1) Providing that courts have no authority or jurisdiction to intercede or intervene in, or interfere with, any impeachment proceedings of the House of Delegates or the Senate

This proposed amendment would remove the court’s ability to intervene in any impeachment proceeding or judgment.  

Typically, courts have been hesitant to intervene in impeachments. However, in 2018 the WV Supreme Court overruled an unprecedented attempt to reshape the Court in one fell swoop.

The ACLU-WV OPPOSES this amendment. We believe that courts play a vital role in ensuring that impeachment proceedings follow basic rules of due process and fairness.  

2) Property Tax Modernization Amendment

The West Virginia Constitution currently allows the taxation of personal property based on the value of that property with exemptions made for the following categories: property that is less than $200 in value, livestock and agricultural property, scientific property and charitable property.  

This proposed amendment would add machinery, inventory, and other tangible business property the list of exemptions.

Supporters of this amendment argue that it would greatly reduce the tax burden on businesses and spur job growth. Critics, however, say it would dramatically reduce revenue, particularly for schools and counties.

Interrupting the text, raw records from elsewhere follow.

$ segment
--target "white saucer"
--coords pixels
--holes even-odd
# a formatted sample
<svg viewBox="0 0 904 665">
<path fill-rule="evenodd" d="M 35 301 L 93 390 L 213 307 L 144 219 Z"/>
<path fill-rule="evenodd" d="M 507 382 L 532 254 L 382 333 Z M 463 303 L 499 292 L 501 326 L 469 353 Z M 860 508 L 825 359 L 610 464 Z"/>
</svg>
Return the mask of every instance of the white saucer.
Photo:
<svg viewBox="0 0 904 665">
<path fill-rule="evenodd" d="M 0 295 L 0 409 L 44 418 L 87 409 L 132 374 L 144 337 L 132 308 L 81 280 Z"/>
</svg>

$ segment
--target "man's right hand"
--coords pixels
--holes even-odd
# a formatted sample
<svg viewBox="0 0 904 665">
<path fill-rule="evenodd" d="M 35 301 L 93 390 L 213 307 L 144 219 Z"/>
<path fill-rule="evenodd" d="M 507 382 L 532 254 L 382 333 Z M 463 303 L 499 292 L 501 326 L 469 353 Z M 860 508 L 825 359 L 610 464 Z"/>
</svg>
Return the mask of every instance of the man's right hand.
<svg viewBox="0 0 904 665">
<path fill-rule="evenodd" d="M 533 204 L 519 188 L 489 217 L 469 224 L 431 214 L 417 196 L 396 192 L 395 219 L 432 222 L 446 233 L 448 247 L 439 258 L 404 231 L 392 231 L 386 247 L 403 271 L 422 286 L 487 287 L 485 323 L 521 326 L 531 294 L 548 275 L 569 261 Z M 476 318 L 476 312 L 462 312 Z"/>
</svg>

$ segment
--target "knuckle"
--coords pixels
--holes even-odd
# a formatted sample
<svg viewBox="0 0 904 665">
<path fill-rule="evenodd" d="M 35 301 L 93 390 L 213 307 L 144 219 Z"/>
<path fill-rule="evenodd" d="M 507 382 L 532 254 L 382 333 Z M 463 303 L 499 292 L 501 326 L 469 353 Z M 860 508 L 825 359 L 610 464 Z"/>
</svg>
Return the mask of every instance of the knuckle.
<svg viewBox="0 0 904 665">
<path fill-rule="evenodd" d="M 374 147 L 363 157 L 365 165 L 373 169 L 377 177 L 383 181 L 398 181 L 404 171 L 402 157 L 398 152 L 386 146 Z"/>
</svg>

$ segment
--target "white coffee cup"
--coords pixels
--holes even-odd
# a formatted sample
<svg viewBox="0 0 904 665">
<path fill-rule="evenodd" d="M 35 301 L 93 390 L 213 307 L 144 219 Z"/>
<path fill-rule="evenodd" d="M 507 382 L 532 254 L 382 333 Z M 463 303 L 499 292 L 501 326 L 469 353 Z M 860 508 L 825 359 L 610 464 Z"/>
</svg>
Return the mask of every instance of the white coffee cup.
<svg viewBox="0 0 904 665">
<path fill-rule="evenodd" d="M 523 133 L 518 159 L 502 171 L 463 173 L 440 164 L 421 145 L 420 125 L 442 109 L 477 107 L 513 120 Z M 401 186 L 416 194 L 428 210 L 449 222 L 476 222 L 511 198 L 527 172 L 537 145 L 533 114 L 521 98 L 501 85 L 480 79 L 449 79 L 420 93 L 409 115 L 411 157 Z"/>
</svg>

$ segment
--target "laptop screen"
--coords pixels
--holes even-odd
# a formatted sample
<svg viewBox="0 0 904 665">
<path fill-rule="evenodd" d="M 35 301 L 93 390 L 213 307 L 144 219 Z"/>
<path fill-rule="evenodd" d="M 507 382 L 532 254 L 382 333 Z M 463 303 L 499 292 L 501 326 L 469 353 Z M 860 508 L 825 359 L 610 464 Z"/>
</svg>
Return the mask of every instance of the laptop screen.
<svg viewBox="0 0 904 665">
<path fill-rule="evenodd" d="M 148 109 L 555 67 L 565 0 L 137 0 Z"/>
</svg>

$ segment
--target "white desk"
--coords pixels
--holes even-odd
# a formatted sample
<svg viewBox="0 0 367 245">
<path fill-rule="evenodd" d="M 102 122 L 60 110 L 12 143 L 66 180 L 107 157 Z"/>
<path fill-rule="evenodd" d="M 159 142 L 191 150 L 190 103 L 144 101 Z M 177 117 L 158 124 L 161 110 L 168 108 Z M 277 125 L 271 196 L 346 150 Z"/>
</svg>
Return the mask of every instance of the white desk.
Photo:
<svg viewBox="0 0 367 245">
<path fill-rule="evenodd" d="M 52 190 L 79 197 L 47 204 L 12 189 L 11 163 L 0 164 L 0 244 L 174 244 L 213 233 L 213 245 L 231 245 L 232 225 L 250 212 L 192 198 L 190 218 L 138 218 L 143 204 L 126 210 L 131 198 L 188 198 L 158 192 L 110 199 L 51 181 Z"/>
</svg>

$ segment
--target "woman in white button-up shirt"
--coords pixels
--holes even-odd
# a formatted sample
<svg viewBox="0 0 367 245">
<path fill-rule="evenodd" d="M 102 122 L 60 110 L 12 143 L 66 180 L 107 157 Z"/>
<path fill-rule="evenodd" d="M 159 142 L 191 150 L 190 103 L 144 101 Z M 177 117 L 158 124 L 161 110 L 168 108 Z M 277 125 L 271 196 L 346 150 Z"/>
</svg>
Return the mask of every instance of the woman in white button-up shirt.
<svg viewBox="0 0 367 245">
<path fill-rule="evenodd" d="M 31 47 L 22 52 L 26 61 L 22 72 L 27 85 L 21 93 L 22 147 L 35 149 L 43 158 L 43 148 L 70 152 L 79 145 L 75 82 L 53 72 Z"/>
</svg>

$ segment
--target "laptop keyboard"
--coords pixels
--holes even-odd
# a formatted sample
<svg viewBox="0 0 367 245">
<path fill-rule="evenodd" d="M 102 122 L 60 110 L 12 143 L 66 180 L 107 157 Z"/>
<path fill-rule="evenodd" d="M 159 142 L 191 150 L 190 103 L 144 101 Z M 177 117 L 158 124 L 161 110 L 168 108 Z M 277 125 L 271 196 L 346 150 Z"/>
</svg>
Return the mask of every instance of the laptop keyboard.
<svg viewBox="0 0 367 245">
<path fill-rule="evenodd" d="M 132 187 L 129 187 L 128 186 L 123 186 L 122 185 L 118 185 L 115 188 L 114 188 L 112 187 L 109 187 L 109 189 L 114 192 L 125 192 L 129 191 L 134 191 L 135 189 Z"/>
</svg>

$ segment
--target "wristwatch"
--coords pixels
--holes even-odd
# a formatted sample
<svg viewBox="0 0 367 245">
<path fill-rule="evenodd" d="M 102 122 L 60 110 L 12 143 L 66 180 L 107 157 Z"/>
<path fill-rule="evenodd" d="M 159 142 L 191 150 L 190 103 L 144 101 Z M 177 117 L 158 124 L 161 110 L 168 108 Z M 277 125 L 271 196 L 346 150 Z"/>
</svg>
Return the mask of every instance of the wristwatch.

The ACLU-WV takes no position on the Amendment. However, we recognize that the state has an obligation to appropriately fund public schools and the loss of revenue for schools will need to be made up by some other means.

3) Incorporation of Churches or Religious Denominations Amendment

This proposed amendment would allow churches and other religious organizations to incorporate in West Virginia. 

Currently, these institutions are prohibited from incorporating under Section 6-47 of the West Virginia Constitution — a provision borrowed from the Virginia Constitution.  Back when that provision was originally written, incorporation was a highly controlled special benefit granted by the government. Today, the main benefit of incorporation is limited liability.

The ACLU-WV SUPPORTS this amendment. We believe that excluding religious bodies from incorporating unconstitutionally treats religious organizations differently than non-religious entities.  The ACLU of Virginia helped to successfully overturn this provision in the Virginia Constitution.

4) Clarifying that the policy-making and rule-making authority of the State Board of Education is subject to legislative review, approval, amendment, or rejection

This amendment would make it so the rules and policies of the State Board of Education to legislative review.  

From a technical standpoint, rules are specific policies, procedures, and regulations that administrative bodies create to govern their work.  For most administrative agencies, such rules must be reviewed and approved by the Legislature to go into full effect.  The Legislature also has the power to modify or reject proposed rules or rule changes.

To maintain independence from the political arena, the WV Constitution did not place the State Board of Education under the rule of the Legislature.  If successful, this amendment would remove that separation and put State Board rules under the same review process as other administrative agencies. Opponents of this amendment highlight the politicization of education and argue for clear and consistent policies as reasons to maintain a system independent from politicking.  Proponents will argue that the passage of this amendment allows for a more representative voice in education policy, and puts the Board of Education on level footing with other administrative agencies.

The ACLU-WV does not have a position on this piece of legislation.